In May 1995, the South Australian media carried reports that the 'secret women's business' had been fabricated. Five Ngarrindjeri women reportedly said that they did not believe in or had never heard of the 'secret women's business' until it had been raised by Doreen Kartinyeri. In June 1995 there were further allegations that two prominent members of the Ngarrindjeri community – Doug and Sarah Milera – had confirmed the allegations of fabrication.

In response, the South Australian Government established a Royal Commission on 16 June 1995. A former South Australian District Court judge, Mrs Iris Stevens, was appointed as Royal Commissioner. In brief, the Royal Commissioner was appointed to inquire into and report on whether any aspect of the 'women's business' was a fabrication and, if so, how the fabrication occurred, its extent and purpose.

==Enquiry==
Controversy plagued the work of the Royal Commission. The 'proponent women' refused to give evidence to the Commission; 'dissident' Ngarrindjeri women claimed threats and intimidation; Ngarrindjeri elder, Doug Milera reportedly withdrew his allegations that the 'secret women's business' had been fabricated; amateur historian, Betty Fisher, told the Commission she had first been told of the 'secret women's business' in 1960; and anthropologists from the South Australian Museum disputed the existence of the 'secret women's business'.

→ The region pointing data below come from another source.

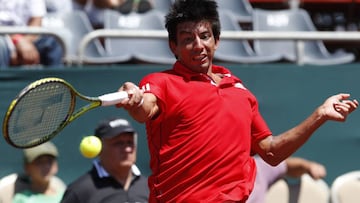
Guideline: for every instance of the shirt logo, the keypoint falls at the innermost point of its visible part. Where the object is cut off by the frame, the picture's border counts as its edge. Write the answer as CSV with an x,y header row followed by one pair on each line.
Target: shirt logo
x,y
145,87
240,86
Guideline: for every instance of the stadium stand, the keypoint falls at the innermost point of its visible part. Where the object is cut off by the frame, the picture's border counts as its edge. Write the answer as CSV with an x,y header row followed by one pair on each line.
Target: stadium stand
x,y
313,52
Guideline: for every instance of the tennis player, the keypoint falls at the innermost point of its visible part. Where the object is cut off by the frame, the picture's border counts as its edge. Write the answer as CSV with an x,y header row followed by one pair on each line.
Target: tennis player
x,y
203,124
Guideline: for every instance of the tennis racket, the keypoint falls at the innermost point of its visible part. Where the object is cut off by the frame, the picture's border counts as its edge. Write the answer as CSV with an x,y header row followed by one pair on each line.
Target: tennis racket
x,y
43,108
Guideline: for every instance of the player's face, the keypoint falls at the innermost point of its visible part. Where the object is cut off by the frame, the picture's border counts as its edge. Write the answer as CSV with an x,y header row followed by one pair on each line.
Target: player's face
x,y
118,151
195,46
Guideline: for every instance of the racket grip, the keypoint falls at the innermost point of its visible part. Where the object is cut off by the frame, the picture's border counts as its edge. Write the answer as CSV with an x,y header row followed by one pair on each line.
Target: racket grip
x,y
113,98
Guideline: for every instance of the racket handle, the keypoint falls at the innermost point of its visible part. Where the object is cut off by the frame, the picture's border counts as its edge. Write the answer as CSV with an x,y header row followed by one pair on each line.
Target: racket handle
x,y
113,98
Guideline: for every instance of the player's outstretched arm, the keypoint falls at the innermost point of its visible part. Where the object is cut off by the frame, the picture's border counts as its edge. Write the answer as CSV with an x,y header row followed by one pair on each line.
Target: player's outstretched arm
x,y
141,106
275,149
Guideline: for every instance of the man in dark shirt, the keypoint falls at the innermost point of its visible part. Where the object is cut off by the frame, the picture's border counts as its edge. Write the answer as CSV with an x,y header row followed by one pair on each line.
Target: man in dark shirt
x,y
114,176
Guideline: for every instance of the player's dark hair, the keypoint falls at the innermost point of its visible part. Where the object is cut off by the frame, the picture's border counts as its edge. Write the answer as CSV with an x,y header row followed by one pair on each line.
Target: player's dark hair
x,y
193,11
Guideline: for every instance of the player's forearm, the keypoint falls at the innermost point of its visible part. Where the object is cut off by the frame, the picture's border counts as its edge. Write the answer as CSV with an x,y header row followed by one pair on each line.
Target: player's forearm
x,y
285,144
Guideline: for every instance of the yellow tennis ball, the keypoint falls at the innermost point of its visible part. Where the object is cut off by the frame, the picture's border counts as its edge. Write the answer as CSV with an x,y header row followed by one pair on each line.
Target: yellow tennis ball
x,y
90,146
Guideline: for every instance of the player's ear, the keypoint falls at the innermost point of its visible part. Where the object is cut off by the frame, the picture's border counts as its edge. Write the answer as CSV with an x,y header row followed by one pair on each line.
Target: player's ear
x,y
173,46
217,42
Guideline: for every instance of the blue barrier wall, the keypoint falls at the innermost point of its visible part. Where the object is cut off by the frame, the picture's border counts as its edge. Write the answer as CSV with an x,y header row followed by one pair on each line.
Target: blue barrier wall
x,y
287,93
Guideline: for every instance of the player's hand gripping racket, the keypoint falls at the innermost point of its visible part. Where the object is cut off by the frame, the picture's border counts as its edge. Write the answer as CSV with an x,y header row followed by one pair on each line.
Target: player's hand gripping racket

None of the dissident women were able to take their claims of fabrication further than their own lack of knowledge of the beliefs.
Several admitted that they had no knowledge of any Ngarrindjerri culture or traditions at all. Some admitted that it was not
unreasonable for only a limited number of women to be privy to traditional secrets. One took the position that they saw no
point in living in the past even if the claims were true. The women all identified themselves as Christians and it has been
suggested some saw the Dreamtime as incompatible with their own beliefs and as a pagan belief and
as such, as a false belief.

It had been shown before the Commission that no anthropological work regarding the Ngarrindjeri, specifically Ronald Berndt's authoritative book A World That Was, mentioned the existence of a secret life for Ngarrindjeri women. Cultural geographer Dr Jane Jacobs argued that these publications needed to be seen as a product of their times. In the case of Berndt, we are assuming a male anthropologist walking into an Aboriginal community in the 1940s got the truth. His enquiries were likely not directed towards secrets held by female members of the tribe. Connie Roberts, who was born in 1919 and was one of the elders who had allegedly passed the "women’s business" on to Doreen Kartinyeri, was asked about talking about such things with an anthropologist: You can't. You're not supposed to talk about things like that. My parents told me, only the old people used to tell certain people.

==Findings==
The Royal Commission's report was published in December 1995. Its major findings were:

- the "... 'women's business' emerged in response to a need of the anti-bridge lobby to provide something of sufficient cultural significance to warrant the making of a declaration by the Federal Minister";
- the 'women's business' was unknown to the twelve dissident Ngarrindjeri women who gave evidence before the Commission and who were described by the Royal Commissioner as 'credible witnesses";
- looking at "the whole of the evidence, including the history of events, the anthropological evidence and the evidence of the dissident women, ... the whole claim of the 'women's business' from its inception was a fabrication";
- the purpose of the fabrication was to obtain a declaration prohibiting the construction of the Hindmarsh Island Bridge under the Commonwealth's Aboriginal and Torres Strait Islander Heritage Protection Act 1984;
- The secret women's business was irrational because the barrages were a more intrusive barrier than a bridge could be.

==After the Royal Commission==

The Howard Government passed the Hindmarsh Island Bridge Act (1997), which allowed construction to go ahead; and in August 2001, in a civil case in the Federal Court of Australia, Justice John von Doussa rejected claims for damages by the developers, stating that he was not satisfied that the claims of "secret women's business" had been fabricated.